Life
Why You Can't Resist Online Personality Quizzes
"Do you belong to Gryffindor or Slytherin?" "What color is your aura?" "See what your favorite type of cheese says about you!" We know it's undeniable: People love online personality quizzes. It's not always obvious why, but we seem to be drawn to any cluster of questions that's posted on social media as long as it carries a catchy title and a guarantee of providing some insight into the one person we already know pretty well — ourselves.
The most curious part about our collective obsession with figuring out which Game of Thrones character we are is that, most of the time, we go into each quiz with the expectation that its results will be entirely inaccurate, because how could four questions tell me more about myself than I've been able to glean in 29 years of inner dialogue and painstaking over-analysis of my own thoughts? Yet, we take that quiz anyway — we take it with reckless abandon — ready to emerge from the haze of our lives with, at minimum, the distinct clarity that can only be brought by the affirmation that green is, indeed, our favorite color, having left nothing more than a pile of discarded multiple choice answers and a few wasted minutes in our wake. It's all reward with no risk, and when you're done, you can share those results with your friends, so that's fun.
If you want to know what weird and inbred dog you are, you guessed it, there's even a quiz for that, but, you probably knew you were a harlequin great dane already.
So, why is it that these online quizzes are so insanely addictive? Why can't we resist their allure? Here are three possible reasons.
1. We need to know our hero's story.
The most obvious reason we take any online quiz is that they appeal to our deepest narcissistic predilections. Narcissism isn't a bad thing, necessarily, it's an irrefutable facet of humanity: We are, after all, the center of our own universes.

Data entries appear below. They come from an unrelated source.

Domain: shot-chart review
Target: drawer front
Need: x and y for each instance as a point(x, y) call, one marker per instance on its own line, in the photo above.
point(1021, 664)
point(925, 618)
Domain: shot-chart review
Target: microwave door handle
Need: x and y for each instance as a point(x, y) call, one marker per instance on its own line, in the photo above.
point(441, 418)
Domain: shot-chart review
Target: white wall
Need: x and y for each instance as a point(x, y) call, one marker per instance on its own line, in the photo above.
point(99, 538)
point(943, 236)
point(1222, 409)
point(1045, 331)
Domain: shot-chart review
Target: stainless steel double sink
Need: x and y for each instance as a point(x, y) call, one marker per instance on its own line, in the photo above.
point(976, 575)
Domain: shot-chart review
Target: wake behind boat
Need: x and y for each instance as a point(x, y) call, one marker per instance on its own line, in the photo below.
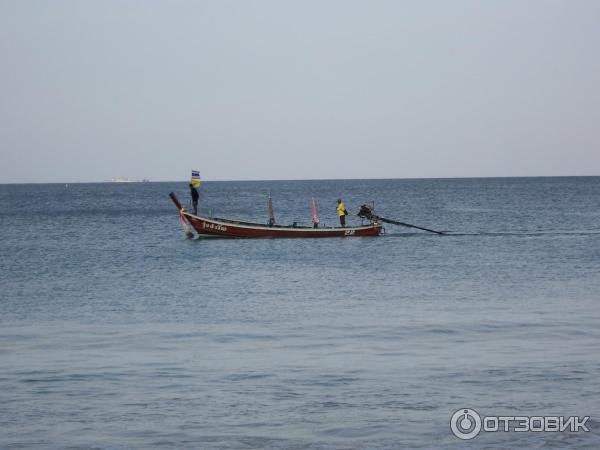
point(228, 228)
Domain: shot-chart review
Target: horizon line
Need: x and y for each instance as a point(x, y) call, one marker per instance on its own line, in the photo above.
point(298, 179)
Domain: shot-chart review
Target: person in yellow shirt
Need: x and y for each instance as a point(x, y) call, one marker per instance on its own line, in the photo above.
point(342, 213)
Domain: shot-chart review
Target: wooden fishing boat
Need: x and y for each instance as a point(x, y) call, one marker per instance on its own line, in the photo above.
point(227, 228)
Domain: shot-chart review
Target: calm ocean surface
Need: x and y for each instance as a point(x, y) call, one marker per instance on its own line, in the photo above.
point(117, 332)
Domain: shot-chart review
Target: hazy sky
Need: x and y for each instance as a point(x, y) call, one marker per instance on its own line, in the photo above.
point(91, 90)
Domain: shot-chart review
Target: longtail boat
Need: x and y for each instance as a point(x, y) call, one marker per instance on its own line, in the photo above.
point(227, 228)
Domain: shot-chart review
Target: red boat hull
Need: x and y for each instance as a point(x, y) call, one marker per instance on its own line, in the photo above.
point(225, 228)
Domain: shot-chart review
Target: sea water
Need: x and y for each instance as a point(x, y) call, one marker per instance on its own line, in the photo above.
point(117, 332)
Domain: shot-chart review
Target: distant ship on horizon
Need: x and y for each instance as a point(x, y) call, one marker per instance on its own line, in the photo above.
point(127, 180)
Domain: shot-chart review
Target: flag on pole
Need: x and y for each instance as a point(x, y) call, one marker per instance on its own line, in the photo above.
point(315, 212)
point(195, 178)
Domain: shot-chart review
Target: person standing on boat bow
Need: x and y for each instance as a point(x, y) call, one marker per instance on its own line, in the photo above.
point(195, 197)
point(342, 213)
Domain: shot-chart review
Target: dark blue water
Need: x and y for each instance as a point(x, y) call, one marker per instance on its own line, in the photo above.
point(116, 332)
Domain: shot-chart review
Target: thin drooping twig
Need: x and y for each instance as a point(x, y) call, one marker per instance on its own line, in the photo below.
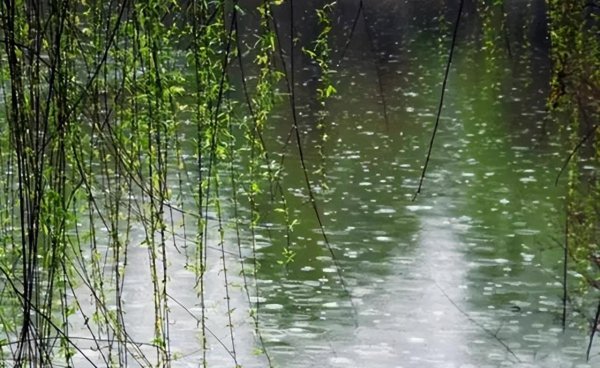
point(587, 136)
point(441, 104)
point(594, 328)
point(504, 27)
point(565, 268)
point(381, 93)
point(493, 335)
point(311, 195)
point(351, 35)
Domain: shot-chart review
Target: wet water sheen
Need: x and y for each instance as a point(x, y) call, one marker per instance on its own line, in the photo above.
point(466, 275)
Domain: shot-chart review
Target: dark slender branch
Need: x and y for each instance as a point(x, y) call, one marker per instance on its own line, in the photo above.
point(565, 269)
point(441, 104)
point(351, 35)
point(493, 335)
point(587, 136)
point(594, 328)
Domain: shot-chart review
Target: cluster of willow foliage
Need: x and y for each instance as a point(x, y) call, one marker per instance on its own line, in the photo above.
point(575, 100)
point(121, 129)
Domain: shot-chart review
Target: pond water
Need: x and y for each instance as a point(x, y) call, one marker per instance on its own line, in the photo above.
point(468, 274)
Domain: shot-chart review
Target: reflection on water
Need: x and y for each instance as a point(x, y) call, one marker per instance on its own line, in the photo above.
point(465, 276)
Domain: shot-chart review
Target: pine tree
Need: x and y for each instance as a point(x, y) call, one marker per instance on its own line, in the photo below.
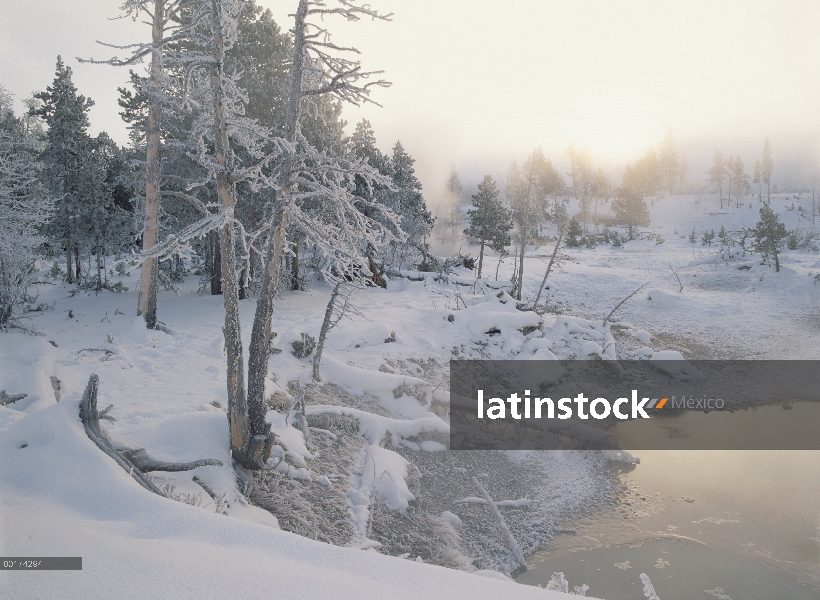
point(668, 159)
point(769, 235)
point(67, 147)
point(630, 210)
point(454, 189)
point(407, 201)
point(24, 209)
point(490, 221)
point(528, 199)
point(766, 167)
point(573, 233)
point(739, 177)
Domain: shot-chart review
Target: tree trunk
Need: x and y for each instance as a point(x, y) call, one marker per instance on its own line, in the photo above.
point(294, 267)
point(69, 270)
point(549, 268)
point(216, 265)
point(260, 335)
point(237, 402)
point(99, 265)
point(147, 303)
point(480, 258)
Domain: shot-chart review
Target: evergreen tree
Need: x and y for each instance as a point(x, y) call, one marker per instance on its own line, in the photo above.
point(528, 199)
point(739, 179)
point(573, 233)
point(644, 177)
point(24, 209)
point(490, 221)
point(766, 167)
point(408, 203)
point(630, 210)
point(769, 235)
point(668, 160)
point(64, 158)
point(716, 174)
point(454, 189)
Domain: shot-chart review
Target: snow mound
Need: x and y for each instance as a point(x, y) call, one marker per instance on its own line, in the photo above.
point(662, 299)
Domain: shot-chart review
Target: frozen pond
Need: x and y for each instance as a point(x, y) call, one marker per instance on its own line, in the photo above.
point(700, 524)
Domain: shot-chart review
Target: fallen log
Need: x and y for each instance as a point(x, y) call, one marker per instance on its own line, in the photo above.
point(135, 460)
point(145, 462)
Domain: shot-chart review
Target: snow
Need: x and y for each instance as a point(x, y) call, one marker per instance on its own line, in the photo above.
point(59, 495)
point(673, 364)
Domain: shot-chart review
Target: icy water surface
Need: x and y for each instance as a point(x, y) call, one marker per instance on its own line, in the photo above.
point(701, 524)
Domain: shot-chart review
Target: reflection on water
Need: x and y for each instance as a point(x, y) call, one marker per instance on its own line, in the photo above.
point(701, 524)
point(786, 426)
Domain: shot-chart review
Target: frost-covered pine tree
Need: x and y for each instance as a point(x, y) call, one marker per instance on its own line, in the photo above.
point(232, 150)
point(171, 25)
point(66, 152)
point(406, 200)
point(347, 226)
point(739, 178)
point(716, 173)
point(769, 235)
point(766, 168)
point(668, 159)
point(527, 193)
point(630, 209)
point(24, 208)
point(490, 220)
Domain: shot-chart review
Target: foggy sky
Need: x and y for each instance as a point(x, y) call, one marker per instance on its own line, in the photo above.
point(479, 83)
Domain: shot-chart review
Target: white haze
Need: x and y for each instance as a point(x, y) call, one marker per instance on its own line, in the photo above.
point(477, 84)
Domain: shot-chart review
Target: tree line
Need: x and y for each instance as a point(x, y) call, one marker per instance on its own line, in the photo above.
point(237, 164)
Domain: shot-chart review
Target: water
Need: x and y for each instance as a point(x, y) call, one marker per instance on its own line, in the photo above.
point(701, 524)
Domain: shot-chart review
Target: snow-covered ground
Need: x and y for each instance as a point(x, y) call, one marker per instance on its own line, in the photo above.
point(59, 495)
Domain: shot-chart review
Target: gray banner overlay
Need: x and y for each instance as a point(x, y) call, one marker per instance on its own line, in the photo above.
point(41, 563)
point(644, 405)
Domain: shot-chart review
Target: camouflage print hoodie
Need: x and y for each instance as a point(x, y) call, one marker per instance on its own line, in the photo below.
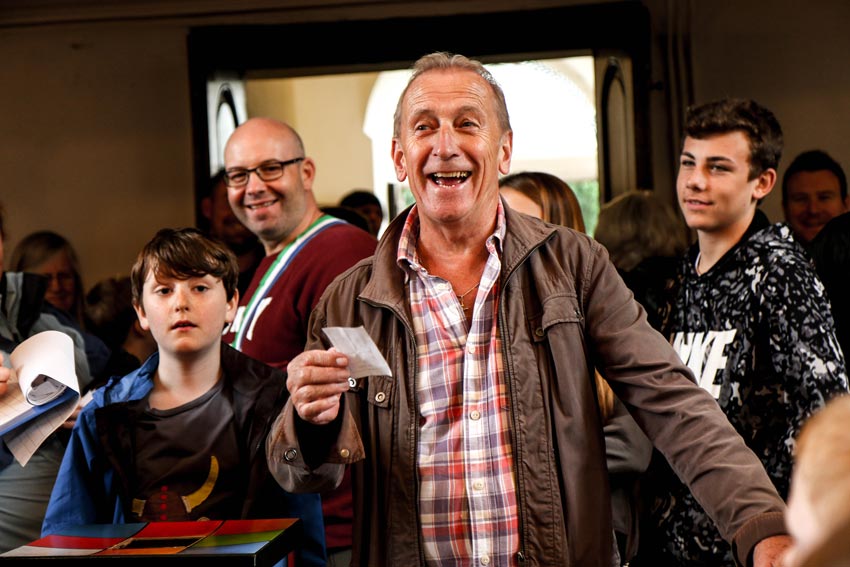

When it comes to any quiz that promises to tell us something about ourselves, psychological experts believe this appeals to our need to be narrative biographers. We are the heroes in our own story, and receiving affirmation about our preferences and tendencies helps us write the book of who we are, where we're going, and what it all means... to us, of course.
2. They make the subjective objective.
The quizzes we take allow us to place ourselves in easily recognizable categories. If we get instant feedback from a quiz that tells us we are fun and spunky, or have a quiet confidence that people are drawn to, it's not a personal assessment of ourselves, it's a legitimate reinforcement of our own beliefs from a third party. This makes the results of an online test, at times, more validating than our own opinions of ourselves.
"I took X test, it told me Y, therefore I can continue to believe I'm a kick-ass individual with some very unique qualities." See? Very validating.
3. Test results allow us to bond with people, or stand out as individuals.
When you hit "Share!" on your quiz results, there's one thing on your mind — feedback. Even if you don't care what people think about you as a Twin Peaks character, you had a reaction to the results, and it's important in that moment that others know what those results were, whether or not you agree with them. In a sense, sharing your results is providing your own feedback on them. And what if your Facebook friend was also Josie Packard at the end of that quiz? It's likely you'll both have a moment of true oneness in the comments section discussing it and virtually high-fiving each other over your newly minted Dynamic Duo status. (Full disclosure: Josie was my result. Shoutout to my fellow femme fatales.)
Conversely, maybe none of your acquaintances got your result. Congrats, my friend, you are a lone wolf, a real trailblazer, and definitely cut from a different cloth. Chances are, you've been described as all these things before, but now that you took that quiz, you can be secure in this belief.
The popularity of online quizzes has grown exponentially in recent years, and it doesn't feel like it will be slowing down any time soon. Personally, this does not bother me in the least. While I don't take many of them, it's always comforting to know that the next time I suffer a late-night identity crisis, an anonymous group of armchair psychologists have crafted a quiz that will settle my uneasy brain as quickly as I can perform a Google search.
When you aren't sure where life is taking you, or whether your ex was right about your career choices, just remember: You are the grilled cheese, you belong at Yale, and everything's going to be OK.